Abstract

Hypersensitivity and other alterations in sensory processing occur in patients suffering from fibromyalgia syndrome, although the exact nature of how sensory processing contributes to these differences remains unclear. Investigating differences in acute pain processing in fibromyalgia could potentially help uncover mechanisms by which chronic pain processing is modified in fibromyalgia patients. Our recent study used a multivariate approach to demonstrate that brain activity can be used to validate various levels of painful and non-painful heat stimuli in healthy individuals.1 Our goal here was to extend this approach to classify levels of painful heat stimuli in a chronic pain population. Subjects (10 healthy controls, 9 fibromyalgia patients) completed a quantitative sensory testing (QST) session to determine individualized temperatures evoking pain levels of 5 and 7 (visual analog scale, VAS, 0-10).

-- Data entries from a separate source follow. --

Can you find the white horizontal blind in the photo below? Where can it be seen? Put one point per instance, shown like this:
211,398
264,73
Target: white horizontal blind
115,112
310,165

Functional MRI scans and VAS pain ratings were collected while subjects underwent painful heat stimuli on their lower right leg, using individualized temperatures to match heat pain levels across patients and healthy controls. Our preliminary conventional analyses show significant differences in brain activity in response to moderate (VAS pain level 5) and high (VAS pain level 7) levels of heat pain across all subjects. Further analyses will aim to use a multivariate approach (support vector machine, SVM) to classify levels of painful heat stimuli and distinguish between brain activity evoked by acute pain in fibromyalgia patients versus in healthy controls. Our future goal is to identify a signature pattern of brain activity response to acute heat pain that is able to differentiate between fibromyalgia patients and healthy controls. (1. Brown, J.E., et al., Towards a physiology-based measure of pain: patterns of human brain activity distinguish painful from non-painful thermal stimulation. PLoS One, 2011. 6(9): p. e24124.)